The Cappuccino.

Author: george Posted: February 9, 2008

Picture the following:

It’s busy. It always is. You’re handing out drinks left and right, as if you have Octopus genetics inside you which enable you to use your 2 hands as 8. People are waiting at the bar – ready to take on the day after their daily, or sometimes bi-daily, intake of caffeine. Time is money. You hand someone their Cappuccino. It’s to-go. The one’s who comment always are.
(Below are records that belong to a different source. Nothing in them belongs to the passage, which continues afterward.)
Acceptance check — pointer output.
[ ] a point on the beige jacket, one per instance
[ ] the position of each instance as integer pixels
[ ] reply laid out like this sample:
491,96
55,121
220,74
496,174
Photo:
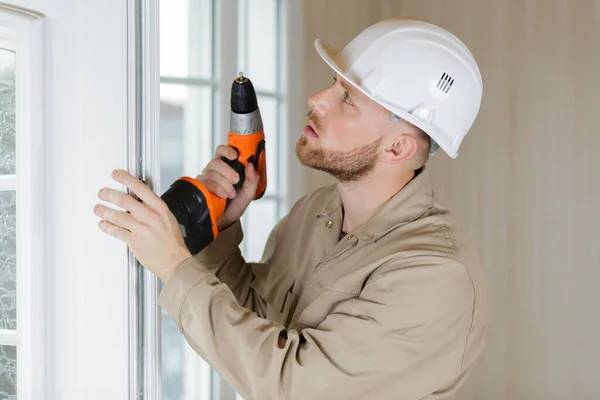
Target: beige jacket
395,310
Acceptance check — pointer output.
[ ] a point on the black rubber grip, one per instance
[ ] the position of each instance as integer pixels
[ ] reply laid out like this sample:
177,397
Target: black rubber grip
188,205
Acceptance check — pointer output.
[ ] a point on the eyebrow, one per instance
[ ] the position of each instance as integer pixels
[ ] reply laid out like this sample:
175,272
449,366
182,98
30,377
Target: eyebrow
346,87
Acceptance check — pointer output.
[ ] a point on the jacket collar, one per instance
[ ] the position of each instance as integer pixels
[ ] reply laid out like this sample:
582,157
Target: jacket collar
407,205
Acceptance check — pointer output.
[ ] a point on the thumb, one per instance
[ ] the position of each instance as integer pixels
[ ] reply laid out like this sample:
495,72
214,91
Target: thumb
251,182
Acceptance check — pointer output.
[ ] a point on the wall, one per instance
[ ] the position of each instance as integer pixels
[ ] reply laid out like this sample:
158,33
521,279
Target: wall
525,185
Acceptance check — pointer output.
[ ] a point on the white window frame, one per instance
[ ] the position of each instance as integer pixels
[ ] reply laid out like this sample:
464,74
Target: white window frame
290,119
21,32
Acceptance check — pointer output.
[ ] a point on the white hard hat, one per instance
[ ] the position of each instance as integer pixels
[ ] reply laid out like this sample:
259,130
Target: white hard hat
420,72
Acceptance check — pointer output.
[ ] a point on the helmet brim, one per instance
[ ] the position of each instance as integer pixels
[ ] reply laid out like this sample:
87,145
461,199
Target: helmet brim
331,56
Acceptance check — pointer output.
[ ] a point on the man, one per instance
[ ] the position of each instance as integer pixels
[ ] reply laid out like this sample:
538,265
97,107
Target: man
366,289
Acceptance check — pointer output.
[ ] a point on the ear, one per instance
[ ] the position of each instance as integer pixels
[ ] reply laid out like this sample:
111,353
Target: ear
401,148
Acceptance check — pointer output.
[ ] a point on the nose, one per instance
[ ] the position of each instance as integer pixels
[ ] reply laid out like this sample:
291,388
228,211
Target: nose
319,103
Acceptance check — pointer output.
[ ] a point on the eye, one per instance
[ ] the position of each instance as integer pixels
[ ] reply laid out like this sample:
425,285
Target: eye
347,98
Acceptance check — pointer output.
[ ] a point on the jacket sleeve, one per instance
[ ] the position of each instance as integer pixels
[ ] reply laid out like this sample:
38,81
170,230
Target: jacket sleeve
403,337
224,258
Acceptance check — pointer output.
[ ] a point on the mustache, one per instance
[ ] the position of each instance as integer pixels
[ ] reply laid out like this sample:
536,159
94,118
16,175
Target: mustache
314,119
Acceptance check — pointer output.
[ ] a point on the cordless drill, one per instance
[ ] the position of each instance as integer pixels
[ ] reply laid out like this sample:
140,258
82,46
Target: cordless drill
196,209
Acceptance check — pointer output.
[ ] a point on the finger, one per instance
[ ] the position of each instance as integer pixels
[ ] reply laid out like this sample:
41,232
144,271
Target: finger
118,218
219,180
140,211
142,191
251,182
224,169
120,233
226,151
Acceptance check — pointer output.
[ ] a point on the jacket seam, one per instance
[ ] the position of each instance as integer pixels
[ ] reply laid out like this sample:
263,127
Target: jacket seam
462,363
327,288
185,296
447,233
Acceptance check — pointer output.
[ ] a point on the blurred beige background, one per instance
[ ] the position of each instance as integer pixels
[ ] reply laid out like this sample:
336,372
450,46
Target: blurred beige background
526,185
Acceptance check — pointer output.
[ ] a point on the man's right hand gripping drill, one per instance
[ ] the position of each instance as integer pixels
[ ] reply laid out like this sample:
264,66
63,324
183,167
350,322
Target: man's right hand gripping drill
219,177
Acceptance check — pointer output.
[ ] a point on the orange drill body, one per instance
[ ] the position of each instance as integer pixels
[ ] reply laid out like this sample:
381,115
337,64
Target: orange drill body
197,210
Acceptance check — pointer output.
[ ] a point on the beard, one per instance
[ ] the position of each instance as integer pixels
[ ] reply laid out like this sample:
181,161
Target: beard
345,166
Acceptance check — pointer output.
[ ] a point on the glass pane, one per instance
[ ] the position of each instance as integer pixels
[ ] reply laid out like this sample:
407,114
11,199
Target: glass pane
184,374
259,219
7,112
8,372
185,131
8,265
258,43
268,112
186,38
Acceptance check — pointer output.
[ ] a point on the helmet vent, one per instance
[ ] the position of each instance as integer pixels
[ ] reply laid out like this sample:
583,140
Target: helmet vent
445,83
They lift it up – it’s a bit heavier than they are used to.

Rush Hour
Rush Hour

“Is this a capp?” they ask, lifting it up and down in a confused manner.

“You bet!” you say.

“Oh ok… Well what’s the difference between this and a latte/can I have more foam/why is it so heavy/I don’t want any milk just foam/insert anything here.”

You take it back politely, saying you will remake it for them, and steam the milk creating enough foam to wash your and your whole family tree’s clothes.

Pop Quiz: Which of the following exist?

a) Unicorns
b) An incredible Monday morning
c) A 12 or 16 oz Cappuccino.

The answer: None of the above.

I know some of you reading may be shocked to find out that Unicorns indeed are an animal of fiction, but it is true.

This being said, we now have to deal with c), the dreaded Tall and Grande (or sometimes even VENTI) Cappuccino. Now I know some people are out there reading this who have indeed, with their very own mouths, consumed a Tall Cappuccino. Perhaps you are even sporting a foamy milk moustache as we speak, fresh off your Capp.

Give me a moment. Allow me to explain.

First, the word: Cappuccino – It comes from the italian word “cappucio” which is the word for frock of the Franciscan Minor friars. In italian, when you add “ino” to the end of a word, it makes it smaller, in a cute kinda way. So, the word actually means a little “hood” so to speak. Anyone cluing in yet? If not, this is exactly why a Traditional Cappuccino (the only kind) has a “hood” like appearance on top of it, thanks to extra thick milk.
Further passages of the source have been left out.